By now, we have all seen or at least heard about the viral Netflix documentary about a woman who was duped into believing she was in a long-distance relationship for almost a decade. This documentary has divided the nation; with some people labelling the woman gullible while others have sympathised with her. The biggest question that has arisen from this documentary is How could something like this happen?
This type of relationship will often start with the perpetrator going to great lengths to win the victim’s trust. In return, the perpetrator will expect the victim to go the same lengths to keep them happy, however it is never so easy. There will be hurdles the victim must overcome or boundaries they must remain within.
From the perspective of a Family Lawyer, the behaviours exhibited by the perpetrator in this case was typical of a controlling and coercive relationship. The slow building of the victim’s trust over the preceding years before ‘becoming a couple’, the constant health emergencies each time the victim spoke up for herself or suggested she could not continue with the relationship, the erosion of the victim’s identity until she was virtually unrecognisable to her friends and family, from whom she had isolated herself from to keep the perpetrator happy.
Controlling and coercive behaviour under UK Family Law refers to a pattern of behaviour by one person towards another that is designed to exert power and control. This behaviour can include a range of actions such as isolating the victim from their friends and family, monitoring their activities, controlling their finances, and using threats or intimidation.

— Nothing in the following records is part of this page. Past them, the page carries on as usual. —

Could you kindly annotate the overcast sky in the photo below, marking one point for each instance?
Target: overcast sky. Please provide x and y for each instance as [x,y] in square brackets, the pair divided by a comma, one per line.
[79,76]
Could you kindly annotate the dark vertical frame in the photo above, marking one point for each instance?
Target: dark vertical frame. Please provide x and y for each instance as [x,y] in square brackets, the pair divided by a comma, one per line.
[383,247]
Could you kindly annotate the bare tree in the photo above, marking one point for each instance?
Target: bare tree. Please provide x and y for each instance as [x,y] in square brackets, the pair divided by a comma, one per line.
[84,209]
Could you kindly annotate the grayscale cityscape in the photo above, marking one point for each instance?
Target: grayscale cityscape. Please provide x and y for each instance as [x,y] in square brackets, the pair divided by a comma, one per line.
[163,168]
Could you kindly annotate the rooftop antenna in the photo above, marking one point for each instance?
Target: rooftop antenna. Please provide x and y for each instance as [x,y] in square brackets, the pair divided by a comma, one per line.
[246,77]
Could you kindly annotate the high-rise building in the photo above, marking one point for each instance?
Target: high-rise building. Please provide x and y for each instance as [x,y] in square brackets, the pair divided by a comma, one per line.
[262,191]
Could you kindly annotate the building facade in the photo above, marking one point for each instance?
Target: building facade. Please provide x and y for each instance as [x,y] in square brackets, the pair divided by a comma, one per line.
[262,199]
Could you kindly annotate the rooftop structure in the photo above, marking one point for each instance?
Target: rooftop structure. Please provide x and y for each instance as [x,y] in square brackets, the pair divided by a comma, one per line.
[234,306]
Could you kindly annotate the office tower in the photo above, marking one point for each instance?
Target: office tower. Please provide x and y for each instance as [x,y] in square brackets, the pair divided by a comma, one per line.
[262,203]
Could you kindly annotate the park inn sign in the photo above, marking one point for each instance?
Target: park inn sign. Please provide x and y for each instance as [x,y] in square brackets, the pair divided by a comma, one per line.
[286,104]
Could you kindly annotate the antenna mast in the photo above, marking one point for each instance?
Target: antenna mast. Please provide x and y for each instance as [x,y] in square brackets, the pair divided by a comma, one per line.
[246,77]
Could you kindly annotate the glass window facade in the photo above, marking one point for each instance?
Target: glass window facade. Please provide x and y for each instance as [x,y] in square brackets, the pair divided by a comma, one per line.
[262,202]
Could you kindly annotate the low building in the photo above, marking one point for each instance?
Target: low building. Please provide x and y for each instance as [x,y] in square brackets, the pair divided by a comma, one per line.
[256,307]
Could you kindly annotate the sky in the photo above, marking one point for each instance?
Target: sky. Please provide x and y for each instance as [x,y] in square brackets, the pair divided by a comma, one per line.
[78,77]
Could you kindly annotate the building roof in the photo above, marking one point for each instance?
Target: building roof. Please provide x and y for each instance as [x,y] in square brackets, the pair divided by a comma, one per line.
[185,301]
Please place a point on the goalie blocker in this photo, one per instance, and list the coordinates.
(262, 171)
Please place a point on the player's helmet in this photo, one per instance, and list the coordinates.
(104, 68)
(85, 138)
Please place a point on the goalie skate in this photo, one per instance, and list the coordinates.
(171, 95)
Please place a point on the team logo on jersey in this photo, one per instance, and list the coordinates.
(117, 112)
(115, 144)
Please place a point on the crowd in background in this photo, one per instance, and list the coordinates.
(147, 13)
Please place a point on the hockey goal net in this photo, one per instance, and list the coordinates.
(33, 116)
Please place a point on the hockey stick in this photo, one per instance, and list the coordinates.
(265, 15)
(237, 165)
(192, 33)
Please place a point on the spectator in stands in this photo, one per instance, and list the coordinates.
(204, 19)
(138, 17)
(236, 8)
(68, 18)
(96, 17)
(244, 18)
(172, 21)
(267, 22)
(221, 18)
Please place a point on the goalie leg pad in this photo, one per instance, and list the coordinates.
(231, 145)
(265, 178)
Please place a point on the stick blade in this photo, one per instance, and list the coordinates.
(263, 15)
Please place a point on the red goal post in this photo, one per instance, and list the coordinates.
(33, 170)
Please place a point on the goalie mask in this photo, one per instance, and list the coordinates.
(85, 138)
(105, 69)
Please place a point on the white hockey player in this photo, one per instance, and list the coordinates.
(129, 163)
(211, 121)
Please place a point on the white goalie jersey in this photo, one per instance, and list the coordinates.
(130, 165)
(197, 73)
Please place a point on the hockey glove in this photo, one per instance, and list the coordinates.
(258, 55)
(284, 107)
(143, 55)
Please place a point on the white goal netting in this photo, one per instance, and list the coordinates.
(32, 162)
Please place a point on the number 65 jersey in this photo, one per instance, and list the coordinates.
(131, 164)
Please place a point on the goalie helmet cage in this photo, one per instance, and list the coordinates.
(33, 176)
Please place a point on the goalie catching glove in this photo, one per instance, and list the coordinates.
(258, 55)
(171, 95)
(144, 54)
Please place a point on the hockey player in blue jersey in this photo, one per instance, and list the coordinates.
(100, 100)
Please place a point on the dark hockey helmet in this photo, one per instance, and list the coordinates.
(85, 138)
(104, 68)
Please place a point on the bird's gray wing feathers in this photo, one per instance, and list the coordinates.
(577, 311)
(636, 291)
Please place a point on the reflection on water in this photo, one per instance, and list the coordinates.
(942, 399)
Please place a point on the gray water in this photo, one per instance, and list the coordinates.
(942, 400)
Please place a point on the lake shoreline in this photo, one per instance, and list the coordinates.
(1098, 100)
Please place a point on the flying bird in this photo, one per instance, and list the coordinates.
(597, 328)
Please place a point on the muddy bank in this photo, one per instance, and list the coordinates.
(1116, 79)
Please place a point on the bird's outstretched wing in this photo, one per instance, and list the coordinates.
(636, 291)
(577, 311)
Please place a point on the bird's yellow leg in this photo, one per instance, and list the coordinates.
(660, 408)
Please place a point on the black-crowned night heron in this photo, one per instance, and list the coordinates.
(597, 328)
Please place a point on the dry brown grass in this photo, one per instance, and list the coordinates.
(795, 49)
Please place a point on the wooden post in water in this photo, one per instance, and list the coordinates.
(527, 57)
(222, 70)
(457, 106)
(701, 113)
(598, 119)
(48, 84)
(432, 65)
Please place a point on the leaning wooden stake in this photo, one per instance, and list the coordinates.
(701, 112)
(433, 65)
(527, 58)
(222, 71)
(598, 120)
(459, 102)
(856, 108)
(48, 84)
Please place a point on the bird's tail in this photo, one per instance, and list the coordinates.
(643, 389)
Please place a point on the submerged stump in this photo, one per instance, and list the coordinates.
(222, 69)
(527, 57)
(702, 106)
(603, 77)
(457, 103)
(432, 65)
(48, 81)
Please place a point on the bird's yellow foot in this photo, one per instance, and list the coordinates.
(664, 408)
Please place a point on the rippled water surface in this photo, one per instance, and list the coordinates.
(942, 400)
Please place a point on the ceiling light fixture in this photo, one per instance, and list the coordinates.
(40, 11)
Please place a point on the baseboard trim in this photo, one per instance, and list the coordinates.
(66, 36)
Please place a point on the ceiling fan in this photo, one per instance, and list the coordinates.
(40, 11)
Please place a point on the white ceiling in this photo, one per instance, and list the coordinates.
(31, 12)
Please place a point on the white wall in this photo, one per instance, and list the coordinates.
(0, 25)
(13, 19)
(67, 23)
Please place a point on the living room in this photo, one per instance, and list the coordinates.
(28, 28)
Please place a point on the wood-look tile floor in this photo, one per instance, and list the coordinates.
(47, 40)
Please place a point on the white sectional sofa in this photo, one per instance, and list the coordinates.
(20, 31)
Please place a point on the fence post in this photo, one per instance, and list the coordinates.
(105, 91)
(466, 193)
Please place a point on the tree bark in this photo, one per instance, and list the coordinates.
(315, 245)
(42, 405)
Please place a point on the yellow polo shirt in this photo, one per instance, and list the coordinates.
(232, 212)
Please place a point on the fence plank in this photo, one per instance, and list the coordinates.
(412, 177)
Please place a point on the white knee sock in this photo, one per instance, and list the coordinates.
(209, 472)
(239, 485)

Under Section 76 of the Serious Crime Act 2015, it is an offence if a person repeatedly or continuously engages in behaviour towards another person that is controlling or coercive, and at the time of the behaviour, they are personally connected (e.g., intimate partners or family members). There must be a serious effect on the victim (causing serious distress/alarm, fear of violence) leading to an adverse impact on their daily life.
Remember, there is no ‘typical’ victim of controlling and coercive behaviour. It could be anyone.